# With Caution



## QC (May 31, 2010)

A late news item here, Zaid al Masri, no. 3 in Al Qaida presumed dead in the Peoples Tiolet of Pakistan.
I say with caution as previously guys like him have returned. Any news from other sources?


----------



## pardus (May 31, 2010)

I heard nothing, but i will raise a  drink and hope his soul is for ever fucked by a pig.


----------



## Bellona (Jun 1, 2010)

pardus said:


> I heard nothing, but i will raise a  drink and hope his soul is for ever fucked by a pig.



I love the way you think! 

I know this fucker below is dead...I had a party when I got word aobut him...but as far as Zaid al Masri???? Dunno...


http://news.bbc.co.uk/2/hi/7339324.stm


----------



## AWP (Jun 1, 2010)

This shit's like an Elvis sighting, they have more lives than Tupac.


----------



## Voodoo (Jun 1, 2010)

Well as of this morning Al Qaeda confirmed him dead.


----------



## Bellona (Jun 1, 2010)

Freefalling said:


> This shit's like an Elvis sighting, they have more lives than Tupac.

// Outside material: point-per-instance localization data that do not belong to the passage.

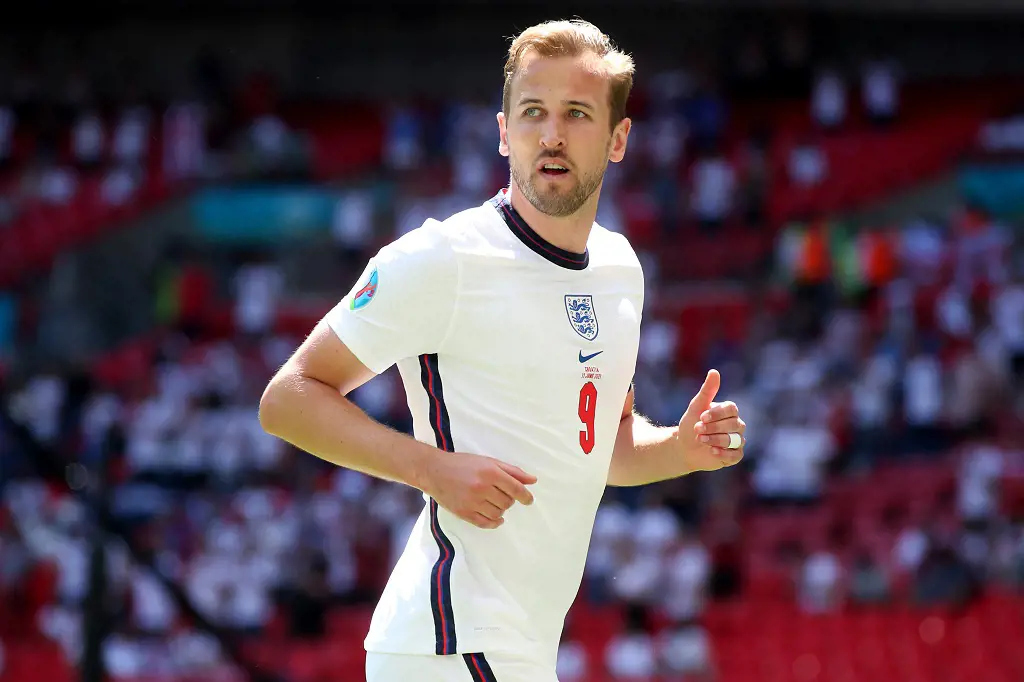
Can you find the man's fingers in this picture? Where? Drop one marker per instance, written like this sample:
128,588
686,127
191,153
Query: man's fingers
728,457
719,440
730,425
516,472
500,499
709,389
720,411
514,489
512,483
481,521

I think I pee'd a little...


----------



## TheSiatonist (Jun 1, 2010)

Good riddance.


----------



## QC (Jun 1, 2010)

http://news.sky.com/skynews/Home/Wo...hanistan_Chief_Mustafa_Abu_al-Yazid_Is_Killed

Yazid was a close associate of terror chief Osama bin Laden and is thought to have helped fund several of the 9/11 hijackers.
_There is no information yet about how he died._
In Washington, a US official said there is "strong reason" to believe Yazid is dead and that he was killed in Pakistan's tribal areas.
"In terms of counter-terrorism, this would be a big victory," the official added.
Yazid was on the list of individuals, organisations and charities whose assets were frozen by the US Treasury after the 9/11 attacks.
According to the US Federal Bureau of Investigation, he transferred funds via Dubai to Mohammed Atta, Marwan al-Shehhi and Wal al-Shehri, who flew aircraft into the Twin Towers and the Pentagon.


----------